English literature has mattered very much to me. Shakespeare, of course. The greatest of them all. But before the war I’d read many novels.
After re-reading them all, I found that none of them – Dickens, Thackeray, Eliot – were so much to my mind as three of the moderns, first of all Conrad, and then Wells (I love all of Wells) and Arnold Bennett.
But that is past. Since the war I have read nothing but books about it. I have read everything – on the causes of it, the course of it, and the lamentable things that happened after it, beginning with the most lamentable event of all – the Treaty of Versailles.
I think that, next to the war, the Treaty was the most shocking thing that has happened to the world in modern times.
The opportunities that were missed! The old animosities that were maintained, and the new ones that were aroused!
Yes, if the war discredited the ruling classes, what shall be said of the Peace?
And now I use my opportunities of mixing with people of influence to tell them that another war like the last would finish us, would abolish civilisation, would plunge us into barbaric chaos; and that the world is drifting steadily towards that war.
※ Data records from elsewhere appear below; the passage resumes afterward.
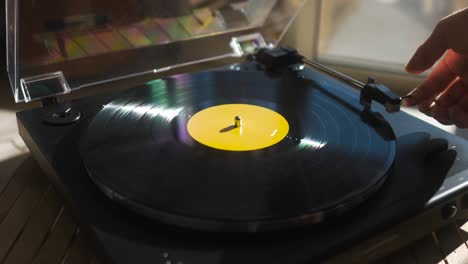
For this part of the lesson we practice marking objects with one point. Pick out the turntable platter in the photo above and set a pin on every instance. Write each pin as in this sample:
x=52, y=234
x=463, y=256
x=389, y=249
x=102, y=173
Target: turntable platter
x=147, y=150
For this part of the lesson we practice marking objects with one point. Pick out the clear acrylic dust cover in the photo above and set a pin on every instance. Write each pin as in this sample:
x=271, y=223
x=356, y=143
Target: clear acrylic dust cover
x=55, y=46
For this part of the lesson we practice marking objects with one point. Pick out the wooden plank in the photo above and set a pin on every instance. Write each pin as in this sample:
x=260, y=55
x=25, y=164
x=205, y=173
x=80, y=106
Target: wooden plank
x=452, y=245
x=11, y=192
x=79, y=251
x=18, y=215
x=36, y=229
x=8, y=167
x=56, y=244
x=401, y=256
x=426, y=251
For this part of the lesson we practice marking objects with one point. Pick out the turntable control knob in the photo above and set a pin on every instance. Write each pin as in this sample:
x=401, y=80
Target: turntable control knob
x=449, y=211
x=237, y=121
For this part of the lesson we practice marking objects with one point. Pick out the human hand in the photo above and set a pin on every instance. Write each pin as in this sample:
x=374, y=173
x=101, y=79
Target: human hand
x=444, y=93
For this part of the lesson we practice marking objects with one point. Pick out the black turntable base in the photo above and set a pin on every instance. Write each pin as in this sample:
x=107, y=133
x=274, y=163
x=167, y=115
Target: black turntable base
x=149, y=192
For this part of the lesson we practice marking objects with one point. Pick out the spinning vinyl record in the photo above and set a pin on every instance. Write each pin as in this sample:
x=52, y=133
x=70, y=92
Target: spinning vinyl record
x=235, y=151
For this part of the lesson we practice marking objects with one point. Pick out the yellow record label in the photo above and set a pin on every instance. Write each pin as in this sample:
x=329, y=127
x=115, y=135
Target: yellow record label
x=238, y=127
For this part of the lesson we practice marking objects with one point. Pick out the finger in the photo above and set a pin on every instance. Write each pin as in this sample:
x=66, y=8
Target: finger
x=437, y=81
x=441, y=114
x=452, y=94
x=430, y=51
It is! It is! And the rulers of the civilised world obstinately shut their eyes to it.
Nothing matters to me now as much as this: to use all my influence – in Europe and in Asia – to prevent another war.
Source: The Daily Herald, London, 2 December 1930.
The interviewer was W. R. Titterton. The report was published under the headline “The Aga Khan … My Life Moulded by Religion, Racing and the War,” in the series “Things That Matter to Me”.